Meditations on Getting my Cat Stoned

The dog loves to play. This is hindered by the fact that the cat hates the dog, everything about the dog, and all things the dog represents and embodies. The cat voices this distaste with an almost constant meowing that sends my blood pressure through the stratosphere.

Oh, this wouldn’t be so bad (I can always drink) except the cat comes equipped with scimitar-like claws and the dog has no snout. My nightmare machine produces lots of clashes between those claws and my dog’s unprotected eyes. We have considered getting the dog a pair of goggles, but then that would raise lots of internal questions about who I have become as a person that I’d rather avoid right now. Instead, I brought the cat to the vet. The veterinarian found that the cat has a minor back problem and suggested CBD (cannabis) oil to help her relax and to not be such an asshole.

It’s an unusual event leaving a vet’s office with a bottle of cannabis oil for your cat. I was reminded of those days in college when I’d leave a shady house with a baggie paranoid that I smelled like a skunk. I went to the grocery store and bought the cat some treats as the vet said her appetite would increase. Or, in the parlance of the lifestyle, she would get the munchies. Instinctively, I picked myself up some cookies and a can of Pringles, because you never know when you might get a contact high, or accidentally take 4-8 drops of the oil yourself.
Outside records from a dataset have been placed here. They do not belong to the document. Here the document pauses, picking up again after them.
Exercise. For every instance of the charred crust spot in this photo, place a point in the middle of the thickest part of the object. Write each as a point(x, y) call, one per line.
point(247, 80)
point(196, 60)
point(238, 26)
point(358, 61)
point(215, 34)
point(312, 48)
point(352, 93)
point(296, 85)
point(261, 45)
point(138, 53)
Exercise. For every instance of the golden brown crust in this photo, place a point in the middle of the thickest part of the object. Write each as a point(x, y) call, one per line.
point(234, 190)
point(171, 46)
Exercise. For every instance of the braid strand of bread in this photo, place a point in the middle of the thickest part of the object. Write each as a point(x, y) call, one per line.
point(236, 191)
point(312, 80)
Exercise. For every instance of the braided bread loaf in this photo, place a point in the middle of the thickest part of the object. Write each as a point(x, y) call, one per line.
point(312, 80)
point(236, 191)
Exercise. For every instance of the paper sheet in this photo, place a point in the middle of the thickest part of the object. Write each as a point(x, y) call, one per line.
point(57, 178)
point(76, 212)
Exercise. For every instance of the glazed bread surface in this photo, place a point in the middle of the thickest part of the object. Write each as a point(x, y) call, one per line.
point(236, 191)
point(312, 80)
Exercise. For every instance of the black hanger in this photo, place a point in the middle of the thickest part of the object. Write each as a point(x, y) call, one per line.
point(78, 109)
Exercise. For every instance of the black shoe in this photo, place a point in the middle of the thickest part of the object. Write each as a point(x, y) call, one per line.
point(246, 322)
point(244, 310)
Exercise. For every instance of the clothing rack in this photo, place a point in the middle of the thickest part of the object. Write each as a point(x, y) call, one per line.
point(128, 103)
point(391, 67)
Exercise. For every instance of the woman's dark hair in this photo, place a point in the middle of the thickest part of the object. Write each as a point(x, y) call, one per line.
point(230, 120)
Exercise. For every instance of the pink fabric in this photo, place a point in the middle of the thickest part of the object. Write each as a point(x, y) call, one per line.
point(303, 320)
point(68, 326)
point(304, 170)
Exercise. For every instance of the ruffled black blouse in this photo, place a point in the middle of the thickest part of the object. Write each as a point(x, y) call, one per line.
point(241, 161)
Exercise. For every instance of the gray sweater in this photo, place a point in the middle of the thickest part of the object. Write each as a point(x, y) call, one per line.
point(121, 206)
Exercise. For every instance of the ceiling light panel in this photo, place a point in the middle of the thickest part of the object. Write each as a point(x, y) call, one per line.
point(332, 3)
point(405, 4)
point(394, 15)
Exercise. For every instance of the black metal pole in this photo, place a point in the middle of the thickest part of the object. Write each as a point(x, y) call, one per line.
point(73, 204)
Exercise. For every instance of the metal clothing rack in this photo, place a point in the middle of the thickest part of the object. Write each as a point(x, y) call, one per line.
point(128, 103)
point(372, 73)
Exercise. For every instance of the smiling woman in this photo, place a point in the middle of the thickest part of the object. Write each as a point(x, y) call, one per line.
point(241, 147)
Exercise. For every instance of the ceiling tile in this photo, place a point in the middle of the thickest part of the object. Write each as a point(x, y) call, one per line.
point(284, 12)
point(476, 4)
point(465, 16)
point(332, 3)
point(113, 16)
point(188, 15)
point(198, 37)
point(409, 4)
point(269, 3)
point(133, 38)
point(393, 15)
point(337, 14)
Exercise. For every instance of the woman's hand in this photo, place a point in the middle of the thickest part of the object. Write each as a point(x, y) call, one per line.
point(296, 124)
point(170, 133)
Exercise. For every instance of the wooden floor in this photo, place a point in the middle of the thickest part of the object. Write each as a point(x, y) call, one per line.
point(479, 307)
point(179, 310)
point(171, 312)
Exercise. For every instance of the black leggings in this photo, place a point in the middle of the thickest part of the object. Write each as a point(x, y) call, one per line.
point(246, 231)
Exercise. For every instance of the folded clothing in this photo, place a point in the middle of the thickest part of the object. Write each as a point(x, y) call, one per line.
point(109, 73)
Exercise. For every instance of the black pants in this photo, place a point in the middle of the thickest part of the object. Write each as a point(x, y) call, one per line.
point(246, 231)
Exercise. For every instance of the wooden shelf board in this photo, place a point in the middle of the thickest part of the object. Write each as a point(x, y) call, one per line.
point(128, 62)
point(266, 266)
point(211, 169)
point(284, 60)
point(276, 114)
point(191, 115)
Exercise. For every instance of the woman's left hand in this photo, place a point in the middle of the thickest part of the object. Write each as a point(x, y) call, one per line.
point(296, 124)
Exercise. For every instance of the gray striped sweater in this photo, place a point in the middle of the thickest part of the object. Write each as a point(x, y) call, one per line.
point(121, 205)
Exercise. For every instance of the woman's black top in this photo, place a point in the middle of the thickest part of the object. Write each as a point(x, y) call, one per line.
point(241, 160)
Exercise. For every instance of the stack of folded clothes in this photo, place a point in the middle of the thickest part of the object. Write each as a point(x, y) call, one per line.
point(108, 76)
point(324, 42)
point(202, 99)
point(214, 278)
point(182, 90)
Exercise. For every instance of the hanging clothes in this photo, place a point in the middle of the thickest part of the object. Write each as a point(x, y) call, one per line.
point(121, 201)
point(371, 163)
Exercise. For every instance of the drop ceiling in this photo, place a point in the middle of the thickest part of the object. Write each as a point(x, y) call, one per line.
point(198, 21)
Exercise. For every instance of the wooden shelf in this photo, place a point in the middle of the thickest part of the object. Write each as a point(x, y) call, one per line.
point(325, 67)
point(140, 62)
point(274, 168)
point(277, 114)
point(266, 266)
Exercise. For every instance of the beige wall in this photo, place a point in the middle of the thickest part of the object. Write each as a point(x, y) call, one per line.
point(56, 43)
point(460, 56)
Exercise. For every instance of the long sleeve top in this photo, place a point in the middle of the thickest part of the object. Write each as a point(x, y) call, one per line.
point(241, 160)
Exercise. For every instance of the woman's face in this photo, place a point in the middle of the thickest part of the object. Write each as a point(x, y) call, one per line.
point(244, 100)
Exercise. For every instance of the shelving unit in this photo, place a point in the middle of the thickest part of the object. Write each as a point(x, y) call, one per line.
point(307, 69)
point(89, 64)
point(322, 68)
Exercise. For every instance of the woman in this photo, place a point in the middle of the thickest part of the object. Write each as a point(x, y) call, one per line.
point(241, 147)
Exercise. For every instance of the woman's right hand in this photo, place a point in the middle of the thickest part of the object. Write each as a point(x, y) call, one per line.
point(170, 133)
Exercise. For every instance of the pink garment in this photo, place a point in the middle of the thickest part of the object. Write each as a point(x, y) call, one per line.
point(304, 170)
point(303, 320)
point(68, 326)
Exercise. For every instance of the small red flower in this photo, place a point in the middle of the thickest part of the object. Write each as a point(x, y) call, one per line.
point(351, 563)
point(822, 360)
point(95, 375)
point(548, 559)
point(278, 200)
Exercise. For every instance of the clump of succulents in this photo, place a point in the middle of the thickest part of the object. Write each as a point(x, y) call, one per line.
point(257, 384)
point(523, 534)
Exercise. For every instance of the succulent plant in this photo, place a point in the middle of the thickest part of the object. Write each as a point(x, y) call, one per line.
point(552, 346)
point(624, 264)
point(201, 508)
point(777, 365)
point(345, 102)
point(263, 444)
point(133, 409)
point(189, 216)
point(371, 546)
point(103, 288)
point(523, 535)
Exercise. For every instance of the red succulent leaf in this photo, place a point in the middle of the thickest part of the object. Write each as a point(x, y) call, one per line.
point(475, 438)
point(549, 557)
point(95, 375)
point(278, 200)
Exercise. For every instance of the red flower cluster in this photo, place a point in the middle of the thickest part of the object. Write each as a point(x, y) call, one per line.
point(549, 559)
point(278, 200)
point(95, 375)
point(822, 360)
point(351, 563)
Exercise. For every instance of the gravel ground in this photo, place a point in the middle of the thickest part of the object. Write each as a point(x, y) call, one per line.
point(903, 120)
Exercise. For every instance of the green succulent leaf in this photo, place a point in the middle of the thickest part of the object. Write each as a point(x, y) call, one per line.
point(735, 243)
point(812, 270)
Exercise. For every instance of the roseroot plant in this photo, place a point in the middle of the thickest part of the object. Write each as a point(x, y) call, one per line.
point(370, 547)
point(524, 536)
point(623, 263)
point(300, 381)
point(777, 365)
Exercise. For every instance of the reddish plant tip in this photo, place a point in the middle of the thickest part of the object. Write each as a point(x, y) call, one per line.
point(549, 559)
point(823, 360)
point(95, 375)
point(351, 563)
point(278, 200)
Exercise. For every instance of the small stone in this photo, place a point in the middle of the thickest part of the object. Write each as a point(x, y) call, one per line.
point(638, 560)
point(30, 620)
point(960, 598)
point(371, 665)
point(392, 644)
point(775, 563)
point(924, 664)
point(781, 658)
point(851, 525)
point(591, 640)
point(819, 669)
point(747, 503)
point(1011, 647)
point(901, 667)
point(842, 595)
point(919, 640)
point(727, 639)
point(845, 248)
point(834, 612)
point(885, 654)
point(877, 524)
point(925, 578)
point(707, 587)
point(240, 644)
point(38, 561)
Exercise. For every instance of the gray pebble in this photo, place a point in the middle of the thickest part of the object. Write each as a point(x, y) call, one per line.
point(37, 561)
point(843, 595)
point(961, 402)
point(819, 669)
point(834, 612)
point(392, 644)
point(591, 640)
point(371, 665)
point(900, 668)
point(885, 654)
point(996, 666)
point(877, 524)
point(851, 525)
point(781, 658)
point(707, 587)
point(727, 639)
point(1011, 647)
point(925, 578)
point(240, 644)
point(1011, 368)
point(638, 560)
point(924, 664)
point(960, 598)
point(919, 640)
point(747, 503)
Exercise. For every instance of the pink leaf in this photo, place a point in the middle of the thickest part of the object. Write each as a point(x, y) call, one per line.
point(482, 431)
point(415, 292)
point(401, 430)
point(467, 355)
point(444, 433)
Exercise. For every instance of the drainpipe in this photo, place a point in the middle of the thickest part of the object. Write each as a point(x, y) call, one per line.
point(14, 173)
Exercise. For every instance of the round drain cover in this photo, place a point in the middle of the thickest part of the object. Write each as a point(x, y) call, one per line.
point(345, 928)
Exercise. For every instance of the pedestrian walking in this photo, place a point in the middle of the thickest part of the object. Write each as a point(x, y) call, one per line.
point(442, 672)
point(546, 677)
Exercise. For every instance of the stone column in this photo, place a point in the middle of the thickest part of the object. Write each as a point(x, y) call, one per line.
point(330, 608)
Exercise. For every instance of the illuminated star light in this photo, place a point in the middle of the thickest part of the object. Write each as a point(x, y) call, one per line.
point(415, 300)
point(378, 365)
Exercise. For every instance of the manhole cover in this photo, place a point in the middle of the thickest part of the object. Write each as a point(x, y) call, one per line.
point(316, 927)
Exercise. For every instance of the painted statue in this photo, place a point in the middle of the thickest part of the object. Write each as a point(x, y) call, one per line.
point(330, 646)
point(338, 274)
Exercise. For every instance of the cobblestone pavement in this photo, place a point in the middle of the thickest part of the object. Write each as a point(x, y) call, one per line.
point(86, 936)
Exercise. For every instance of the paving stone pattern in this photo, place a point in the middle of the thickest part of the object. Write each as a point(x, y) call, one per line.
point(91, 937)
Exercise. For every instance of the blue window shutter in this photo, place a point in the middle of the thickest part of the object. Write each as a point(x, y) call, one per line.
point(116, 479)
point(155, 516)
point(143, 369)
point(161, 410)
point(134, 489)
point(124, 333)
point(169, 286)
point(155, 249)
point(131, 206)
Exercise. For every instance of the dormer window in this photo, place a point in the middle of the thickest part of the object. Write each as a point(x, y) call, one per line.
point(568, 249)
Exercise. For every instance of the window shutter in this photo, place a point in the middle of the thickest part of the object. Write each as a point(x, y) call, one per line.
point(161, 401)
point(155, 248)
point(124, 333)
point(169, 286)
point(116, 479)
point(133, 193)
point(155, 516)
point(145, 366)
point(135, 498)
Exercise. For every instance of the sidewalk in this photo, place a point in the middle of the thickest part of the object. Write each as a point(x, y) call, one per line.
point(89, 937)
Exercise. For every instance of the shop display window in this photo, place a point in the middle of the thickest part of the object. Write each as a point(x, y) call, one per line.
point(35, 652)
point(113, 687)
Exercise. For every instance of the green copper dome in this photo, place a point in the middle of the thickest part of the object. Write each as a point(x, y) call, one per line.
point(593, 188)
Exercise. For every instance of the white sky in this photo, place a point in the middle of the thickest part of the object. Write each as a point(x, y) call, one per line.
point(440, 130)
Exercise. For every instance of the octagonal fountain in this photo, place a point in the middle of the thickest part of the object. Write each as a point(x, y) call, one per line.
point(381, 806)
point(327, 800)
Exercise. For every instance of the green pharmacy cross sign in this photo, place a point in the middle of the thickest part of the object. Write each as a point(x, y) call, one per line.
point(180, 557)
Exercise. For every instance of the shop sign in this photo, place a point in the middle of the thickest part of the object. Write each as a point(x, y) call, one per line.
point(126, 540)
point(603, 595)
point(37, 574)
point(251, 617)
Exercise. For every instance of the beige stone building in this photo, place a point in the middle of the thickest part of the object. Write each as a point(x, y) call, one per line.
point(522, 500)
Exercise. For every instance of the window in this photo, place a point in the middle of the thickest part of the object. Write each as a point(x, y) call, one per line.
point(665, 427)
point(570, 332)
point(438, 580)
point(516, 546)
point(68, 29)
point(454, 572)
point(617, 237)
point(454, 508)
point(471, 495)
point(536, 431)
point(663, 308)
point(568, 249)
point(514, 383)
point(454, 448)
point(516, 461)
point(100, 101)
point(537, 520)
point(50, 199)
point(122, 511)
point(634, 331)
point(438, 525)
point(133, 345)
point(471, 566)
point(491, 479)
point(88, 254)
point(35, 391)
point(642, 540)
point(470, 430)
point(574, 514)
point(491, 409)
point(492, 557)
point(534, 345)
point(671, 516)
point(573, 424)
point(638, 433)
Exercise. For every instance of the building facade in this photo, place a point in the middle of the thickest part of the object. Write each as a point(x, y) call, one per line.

My cat’s plane of existence rests one minor grievance away from angry and aggressive, which in this case was provided by me trying to put 4 drops of CBD oil in her mouth. Soon, I was bleeding, as I knew I would be. When she bit me, I yelled: “This will make you feel better! Trust me.”

She declined that trust, but the dog seemed pretty open to experimentation and she reached out her limbs and nibbled on my thumb. I decided against giving the dog any drops because she already exists in a state of perpetual hunger that I thought this might make her become a werewolf. And the last thing my flat needed was a werewolf, even if it were only about a foot tall.

I come up with the bright idea of putting the drops on the cat’s food (only 23.928 million of the internet people had had this idea before me). I added it to her pate and then I went to the store for some snacks. When I returned, the cat was climbing into the fridge looking for the rest of the pate. Also she was wearing a pair of tinted sunglasses and a tie-dyed shirt. She’d put on the Jerry Garcia Band and was talking to the dog about how she’d kill to hear Jerry’s collaboration with Merl Saunders.     

The cat is now a pothead. This is fine. She sleeps more and asks random questions more (What if the moon was a window for our lizard leaders to watch the earth?) Seriously? Weirdo. The cat and dog exist in a sort of uneasy détente. The dog is able to crack through the cat’s newfound mellowness with her pestering. The vet has informed me that I may need to get the cat a condo. This would give her a place totally safe from dog annoyance. I’ll stock it with snacks and make sure it’s aimed at the TV. The cat should have a pretty good life, better than most college students.